A call to the audience for volunteers produced a winner. 4-H parent Ed Taselski challenged county farm extension agent Stacy Strickland to a duel. Strickland had been calling the races on the microphone. Taselski turned in a time of 38 seconds to Strickland's 41.
Watching raptly, and cheering on any Central High representatives were Millie Strmensky of Brooksville and her 4-year-old granddaughter, Dallas Strmensky.
Dallas's mother, Amanda, had begged her parents, Millie and Philip Strmensky, to allow her to raise a pig when she enrolled at Central High. But the family lived in suburban Spring Hill, with no facilities for raising livestock. Amanda had a friend who offered to keep the hog at her Brooksville farm. So in her junior year, Amanda raised another hog. As a senior in 2000, she added a steer project to her pig keeping.

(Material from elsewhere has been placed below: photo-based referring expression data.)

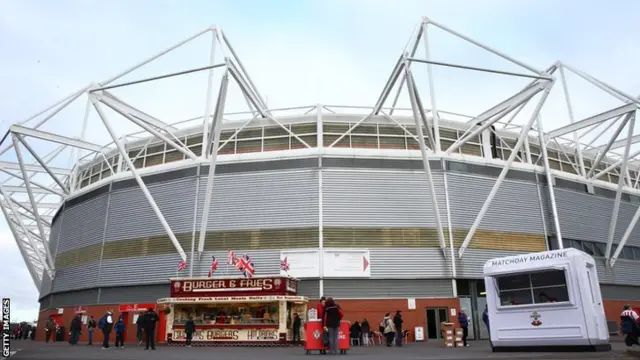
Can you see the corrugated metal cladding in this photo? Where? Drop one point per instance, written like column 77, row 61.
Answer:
column 129, row 210
column 309, row 288
column 263, row 200
column 83, row 224
column 620, row 292
column 387, row 288
column 625, row 272
column 409, row 263
column 54, row 235
column 515, row 208
column 362, row 198
column 74, row 298
column 133, row 294
column 472, row 262
column 585, row 216
column 45, row 287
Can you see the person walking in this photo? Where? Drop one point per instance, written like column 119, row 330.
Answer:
column 463, row 319
column 397, row 322
column 295, row 328
column 139, row 328
column 366, row 331
column 49, row 326
column 150, row 320
column 91, row 325
column 75, row 328
column 106, row 325
column 389, row 329
column 119, row 329
column 189, row 329
column 331, row 317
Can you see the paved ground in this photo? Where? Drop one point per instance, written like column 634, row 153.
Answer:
column 28, row 350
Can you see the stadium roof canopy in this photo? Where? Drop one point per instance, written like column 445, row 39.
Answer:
column 35, row 184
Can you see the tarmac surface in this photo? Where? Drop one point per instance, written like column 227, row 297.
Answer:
column 30, row 350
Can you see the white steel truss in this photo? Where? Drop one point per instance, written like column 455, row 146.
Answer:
column 29, row 204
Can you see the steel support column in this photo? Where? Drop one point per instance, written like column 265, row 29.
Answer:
column 425, row 160
column 213, row 157
column 50, row 263
column 623, row 175
column 207, row 107
column 136, row 175
column 552, row 196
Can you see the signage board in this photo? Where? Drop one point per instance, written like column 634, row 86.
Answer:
column 528, row 259
column 233, row 287
column 215, row 335
column 302, row 263
column 135, row 307
column 230, row 299
column 350, row 263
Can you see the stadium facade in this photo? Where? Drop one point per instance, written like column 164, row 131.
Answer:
column 364, row 209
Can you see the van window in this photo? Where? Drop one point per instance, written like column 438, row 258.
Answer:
column 534, row 288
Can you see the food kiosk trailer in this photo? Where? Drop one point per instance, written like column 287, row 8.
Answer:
column 547, row 301
column 233, row 311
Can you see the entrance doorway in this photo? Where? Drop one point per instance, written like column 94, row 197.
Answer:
column 434, row 317
column 472, row 295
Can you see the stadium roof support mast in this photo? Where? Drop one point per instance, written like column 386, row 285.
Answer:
column 32, row 244
column 542, row 81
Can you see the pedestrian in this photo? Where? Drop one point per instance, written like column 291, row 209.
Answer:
column 189, row 329
column 295, row 328
column 389, row 329
column 49, row 326
column 119, row 329
column 320, row 312
column 366, row 331
column 106, row 325
column 150, row 320
column 331, row 317
column 139, row 328
column 397, row 322
column 463, row 319
column 75, row 328
column 91, row 325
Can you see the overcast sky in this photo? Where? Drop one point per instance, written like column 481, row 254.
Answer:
column 297, row 53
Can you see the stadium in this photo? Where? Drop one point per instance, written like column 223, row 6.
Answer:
column 383, row 208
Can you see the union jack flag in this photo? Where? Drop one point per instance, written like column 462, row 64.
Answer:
column 214, row 266
column 284, row 264
column 244, row 264
column 231, row 257
column 182, row 265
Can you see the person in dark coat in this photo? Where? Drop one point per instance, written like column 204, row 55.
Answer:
column 397, row 322
column 150, row 320
column 119, row 329
column 355, row 332
column 139, row 328
column 295, row 328
column 75, row 328
column 189, row 329
column 331, row 317
column 463, row 319
column 91, row 326
column 366, row 331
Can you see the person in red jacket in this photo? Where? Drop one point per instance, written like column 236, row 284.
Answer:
column 320, row 312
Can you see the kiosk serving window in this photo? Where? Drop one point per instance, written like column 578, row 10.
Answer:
column 228, row 314
column 533, row 288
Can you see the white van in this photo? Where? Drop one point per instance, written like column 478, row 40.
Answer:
column 546, row 301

While studying to become a veterinary technician, Amanda was killed in an automobile accident in 2002. She was a single mother at the time and had been bringing Dallas to the fair since the youngster was five months old. The family has kept up the tradition.
"We haven't missed one (fair)," said Millie Strmensky. "She loves it."
Back inside the show ring at the fair, alumni treasurer King announced the first pig derby raised more than $1,000 for the scholarship fund, to be shared equally by the Hernando and Central FFA chapters.
"It was more than expected," King said.